The University of Western Australia (UWA) Associate Professor Sally Thompson, who co-leads the ARC LIEF funded OzCZO network, has stated that VMS will enable researchers to measure how much water is in the soil, as well as sampling water and gas from within the soil profile.
The data and analyses from the VMS will help understand how agricultural management affects water, soil and carbon health. This data-based research can then be applied to numerous other sites. The collaboration between The University of Western Australia, NCRIS-enabled AuScope, and Sensoil is also a major step in the progression of the TERN Australia-supported OzCZO network. TERN’s data infrastructure is making the OzCZO data openly available to researchers and decision makers around Australia and across the world, to better understand and manage the availability of its life-sustaining resources.
The OzCZO project is managed by a team of researchers from the University of Western Australia, the University of Adelaide, the University of the Sunshine Coast, James Cook University and the University of New South Wales.C
Global CZO Research
The Australian continent contains extremely diverse and also one of the oldest and most intensively weathered and nutrient-deficient soils on earth. In addition, being the driest inhabited continent on Earth, Australia can also provide important lessons and insights into what might happen to soils and associated biogeochemical cycles on our planet in the near future, expected to be dominated by progressively warmer temperatures and extreme weather events.

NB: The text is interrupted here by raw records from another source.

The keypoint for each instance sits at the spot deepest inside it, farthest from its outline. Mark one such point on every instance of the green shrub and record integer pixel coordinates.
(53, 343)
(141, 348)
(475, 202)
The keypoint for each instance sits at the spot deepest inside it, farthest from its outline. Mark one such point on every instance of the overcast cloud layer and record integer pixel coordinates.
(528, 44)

Possible future research directions can be done in collaboration with the Australian Critical Zone Observatory Network, which geological/climatic uniqueness and ancient deeply weathered soils complement the more established CZO networks in the Northern Hemisphere (Europe, USA) on more recent soils and glacially weathered terrains.
One of the most important applied aspects of the global CZO network will be the development of reliable data that will lead to enlightened policy and management of the geoscience base of Earth. After all, the critical zone is where humanity and most terrestrial life reside.

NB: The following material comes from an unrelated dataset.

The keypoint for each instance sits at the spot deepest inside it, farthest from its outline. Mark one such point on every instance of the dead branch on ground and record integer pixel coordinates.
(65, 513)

The name “Critical Zone” has become a fashionable term, but very little, truly integrated work occurs at the CZOs. This will only be possible when it is recognized that the real thread that connects all the components of the critical zone is water.
Groundwater Hydrology and Critical Zone Science
Groundwater hydrology is of fundamental importance to critical zone science, including sustaining streamflow and vegetation, reacting with minerals to produce dissolved solutes and regolith, and influencing energy fluxes across the land-atmosphere interface. As climate changes, the timing and type of precipitation shift. Groundwater may play an even more important role in processes as a sustainable water source for plants and streamflow. The long timescales of processes that involve groundwater necessitate data collection efforts beyond typical federal funding timespans. Sustaining monitoring networks such as VMS, and developing new ones aimed at testing hypotheses related to slow-moving, groundwater-controlled critical zone processes should be a scientific priority.
Singha, K. and Navarre-Sitchler, A. (2022), The Importance of Groundwater in Critical Zone Science. Groundwater, 60: 27-34. https://doi.org/10.1111/gwat.13143
Giardino, Rick & Houser, Chris. (2015). Introduction to the Critical Zone. Developments in Earth Surface Processes. 19. 1-13. 10.1016/B978-0-444-63369-9.00001-X.